Los huasos de Conchalí guían sus carretas, al anochecer, hacia la Vega. O las pipas de sus rubios mostos otoñales al depósito central.

Sin embargo, la gran fiesta del barrio es el Día de Todos los Santos. Las viejas, los muchachos, los hombres, se ocupan en los cementerios:

–¡Escalera! ¡Escaleeeraa! ¡Agüita pa las flores! –gritan los hombres, los chiquillos, las mujeres, haciendo sonar sus tarros y tropezándose en sus remendadas escaleras. Pero las viejas prefieren beber sus mates a la vera de sus muertos.

En los días ordinarios, los muchachos que estudian en el liceo rumian sus lecciones en el cementerio. Y también zurcen el paño de la vida sobre la propia tumba de los muertos. Es un lugar riguroso de amor.

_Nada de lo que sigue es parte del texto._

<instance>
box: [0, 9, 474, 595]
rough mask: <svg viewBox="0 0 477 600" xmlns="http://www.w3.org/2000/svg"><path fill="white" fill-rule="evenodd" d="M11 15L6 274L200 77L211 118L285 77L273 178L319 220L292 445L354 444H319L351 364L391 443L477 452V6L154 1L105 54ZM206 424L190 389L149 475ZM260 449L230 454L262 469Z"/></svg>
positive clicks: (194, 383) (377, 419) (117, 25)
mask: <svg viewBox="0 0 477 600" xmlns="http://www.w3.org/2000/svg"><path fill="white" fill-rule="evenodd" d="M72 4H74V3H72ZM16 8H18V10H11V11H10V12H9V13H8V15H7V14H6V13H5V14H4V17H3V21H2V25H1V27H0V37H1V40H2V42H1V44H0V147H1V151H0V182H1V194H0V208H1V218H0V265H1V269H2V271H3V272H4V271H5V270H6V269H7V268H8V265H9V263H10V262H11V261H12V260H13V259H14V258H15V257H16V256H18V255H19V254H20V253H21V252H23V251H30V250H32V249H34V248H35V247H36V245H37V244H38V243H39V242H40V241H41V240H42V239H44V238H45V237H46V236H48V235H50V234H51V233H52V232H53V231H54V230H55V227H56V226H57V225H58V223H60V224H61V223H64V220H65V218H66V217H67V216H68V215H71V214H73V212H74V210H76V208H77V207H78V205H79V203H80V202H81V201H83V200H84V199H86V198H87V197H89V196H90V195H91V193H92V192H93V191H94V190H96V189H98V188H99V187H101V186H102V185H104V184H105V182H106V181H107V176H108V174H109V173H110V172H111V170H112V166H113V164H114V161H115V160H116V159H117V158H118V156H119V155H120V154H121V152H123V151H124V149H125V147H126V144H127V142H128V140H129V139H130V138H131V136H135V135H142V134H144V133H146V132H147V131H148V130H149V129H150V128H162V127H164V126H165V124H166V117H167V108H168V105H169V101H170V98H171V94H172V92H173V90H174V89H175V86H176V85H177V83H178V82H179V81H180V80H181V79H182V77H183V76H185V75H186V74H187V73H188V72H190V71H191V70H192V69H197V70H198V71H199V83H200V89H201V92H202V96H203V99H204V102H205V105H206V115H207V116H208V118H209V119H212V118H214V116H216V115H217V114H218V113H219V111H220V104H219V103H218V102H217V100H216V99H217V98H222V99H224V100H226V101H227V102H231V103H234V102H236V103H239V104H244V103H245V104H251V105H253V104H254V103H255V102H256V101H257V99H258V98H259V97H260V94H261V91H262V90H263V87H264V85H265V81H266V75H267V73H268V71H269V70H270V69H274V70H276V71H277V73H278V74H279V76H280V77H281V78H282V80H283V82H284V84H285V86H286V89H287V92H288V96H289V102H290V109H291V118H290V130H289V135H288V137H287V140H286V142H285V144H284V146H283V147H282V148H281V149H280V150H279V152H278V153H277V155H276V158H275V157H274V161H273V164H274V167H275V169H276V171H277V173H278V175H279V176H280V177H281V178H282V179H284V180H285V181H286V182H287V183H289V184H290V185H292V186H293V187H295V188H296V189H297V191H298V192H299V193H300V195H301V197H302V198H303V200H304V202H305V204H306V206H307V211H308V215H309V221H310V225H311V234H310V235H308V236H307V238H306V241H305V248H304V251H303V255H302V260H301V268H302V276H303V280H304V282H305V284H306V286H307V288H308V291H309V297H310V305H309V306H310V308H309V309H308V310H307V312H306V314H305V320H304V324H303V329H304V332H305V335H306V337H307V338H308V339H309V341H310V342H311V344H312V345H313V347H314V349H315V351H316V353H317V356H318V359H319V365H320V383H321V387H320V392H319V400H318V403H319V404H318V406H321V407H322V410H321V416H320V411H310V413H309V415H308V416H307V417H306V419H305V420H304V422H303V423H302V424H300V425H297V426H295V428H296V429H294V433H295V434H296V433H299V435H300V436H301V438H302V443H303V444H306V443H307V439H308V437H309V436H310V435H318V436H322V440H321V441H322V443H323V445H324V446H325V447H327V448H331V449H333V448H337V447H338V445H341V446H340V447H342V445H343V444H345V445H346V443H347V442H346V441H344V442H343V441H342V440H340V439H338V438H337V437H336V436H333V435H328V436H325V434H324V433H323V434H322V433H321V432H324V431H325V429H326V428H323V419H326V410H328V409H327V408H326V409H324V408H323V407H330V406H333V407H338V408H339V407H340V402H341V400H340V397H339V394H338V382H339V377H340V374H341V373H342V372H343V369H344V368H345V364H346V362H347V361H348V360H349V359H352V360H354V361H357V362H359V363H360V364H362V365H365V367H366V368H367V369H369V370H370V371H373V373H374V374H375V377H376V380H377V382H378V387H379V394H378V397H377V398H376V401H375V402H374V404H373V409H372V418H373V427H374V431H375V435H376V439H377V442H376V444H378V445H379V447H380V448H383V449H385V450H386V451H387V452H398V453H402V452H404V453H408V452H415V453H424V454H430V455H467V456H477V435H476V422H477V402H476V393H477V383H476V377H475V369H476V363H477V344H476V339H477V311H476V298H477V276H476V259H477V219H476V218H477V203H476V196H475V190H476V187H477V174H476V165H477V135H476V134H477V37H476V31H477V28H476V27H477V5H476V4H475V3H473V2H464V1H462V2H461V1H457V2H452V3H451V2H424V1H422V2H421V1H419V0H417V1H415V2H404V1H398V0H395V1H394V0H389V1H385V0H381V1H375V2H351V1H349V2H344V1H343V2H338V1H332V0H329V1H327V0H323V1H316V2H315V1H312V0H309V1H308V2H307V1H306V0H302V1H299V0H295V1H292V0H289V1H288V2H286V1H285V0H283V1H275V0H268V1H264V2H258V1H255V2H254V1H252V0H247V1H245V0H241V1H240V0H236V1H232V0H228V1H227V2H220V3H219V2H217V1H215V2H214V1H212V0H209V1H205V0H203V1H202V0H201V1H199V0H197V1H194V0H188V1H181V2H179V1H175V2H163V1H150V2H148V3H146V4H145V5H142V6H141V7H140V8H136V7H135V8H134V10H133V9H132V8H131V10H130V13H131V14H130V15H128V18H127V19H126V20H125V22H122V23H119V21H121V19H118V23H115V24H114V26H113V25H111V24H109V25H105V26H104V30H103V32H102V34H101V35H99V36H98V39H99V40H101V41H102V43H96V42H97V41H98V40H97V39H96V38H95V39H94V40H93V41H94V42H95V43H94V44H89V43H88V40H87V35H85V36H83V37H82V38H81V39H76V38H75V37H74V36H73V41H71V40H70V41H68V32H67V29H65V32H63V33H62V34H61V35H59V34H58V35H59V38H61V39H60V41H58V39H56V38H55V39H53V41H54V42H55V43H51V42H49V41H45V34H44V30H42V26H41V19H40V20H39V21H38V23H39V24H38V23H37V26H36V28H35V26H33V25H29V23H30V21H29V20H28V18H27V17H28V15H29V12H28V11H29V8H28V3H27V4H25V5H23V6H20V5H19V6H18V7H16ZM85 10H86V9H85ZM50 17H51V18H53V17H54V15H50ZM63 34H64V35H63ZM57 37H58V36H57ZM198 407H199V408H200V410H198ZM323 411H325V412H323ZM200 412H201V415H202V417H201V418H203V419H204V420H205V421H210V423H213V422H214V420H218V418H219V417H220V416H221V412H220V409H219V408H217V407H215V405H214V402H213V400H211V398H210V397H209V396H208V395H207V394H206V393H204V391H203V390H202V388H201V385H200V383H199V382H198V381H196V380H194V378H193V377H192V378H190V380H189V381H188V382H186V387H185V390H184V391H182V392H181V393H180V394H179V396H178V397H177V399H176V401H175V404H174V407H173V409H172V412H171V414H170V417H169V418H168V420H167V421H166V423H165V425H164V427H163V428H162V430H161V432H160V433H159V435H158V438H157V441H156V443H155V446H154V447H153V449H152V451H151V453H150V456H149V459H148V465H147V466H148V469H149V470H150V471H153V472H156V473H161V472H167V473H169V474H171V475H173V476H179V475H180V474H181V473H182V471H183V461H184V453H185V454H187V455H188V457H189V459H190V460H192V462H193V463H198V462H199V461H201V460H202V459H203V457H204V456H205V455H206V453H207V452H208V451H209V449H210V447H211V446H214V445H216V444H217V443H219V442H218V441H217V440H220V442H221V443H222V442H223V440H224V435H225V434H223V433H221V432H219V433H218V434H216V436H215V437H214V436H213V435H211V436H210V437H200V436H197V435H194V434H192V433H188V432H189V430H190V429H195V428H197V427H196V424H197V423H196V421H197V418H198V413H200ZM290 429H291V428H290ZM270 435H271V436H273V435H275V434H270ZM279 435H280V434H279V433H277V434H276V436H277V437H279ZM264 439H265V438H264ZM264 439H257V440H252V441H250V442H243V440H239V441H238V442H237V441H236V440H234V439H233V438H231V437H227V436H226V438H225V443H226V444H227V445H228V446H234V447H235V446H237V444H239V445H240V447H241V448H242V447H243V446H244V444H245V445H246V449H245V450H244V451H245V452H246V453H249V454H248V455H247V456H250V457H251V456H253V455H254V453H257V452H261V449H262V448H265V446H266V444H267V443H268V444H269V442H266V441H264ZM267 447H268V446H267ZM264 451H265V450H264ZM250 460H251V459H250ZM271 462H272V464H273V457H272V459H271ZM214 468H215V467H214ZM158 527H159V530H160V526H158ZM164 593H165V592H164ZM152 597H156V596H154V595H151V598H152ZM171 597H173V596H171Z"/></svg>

Eulogio se asombró un día de ver que sus calzoncillos se habían llenado de tal modo de parches, que parecía que el tocuyo primitivo parchaba a sus calzoncillos. Y sus calzoncillos eran siempre sus mismos calzoncillos, cosa que no puede explicarse por la lógica, sino por la dialéctica. Y el camino baja, y todo es una hondonada. Un pequeño rincón. Nada más.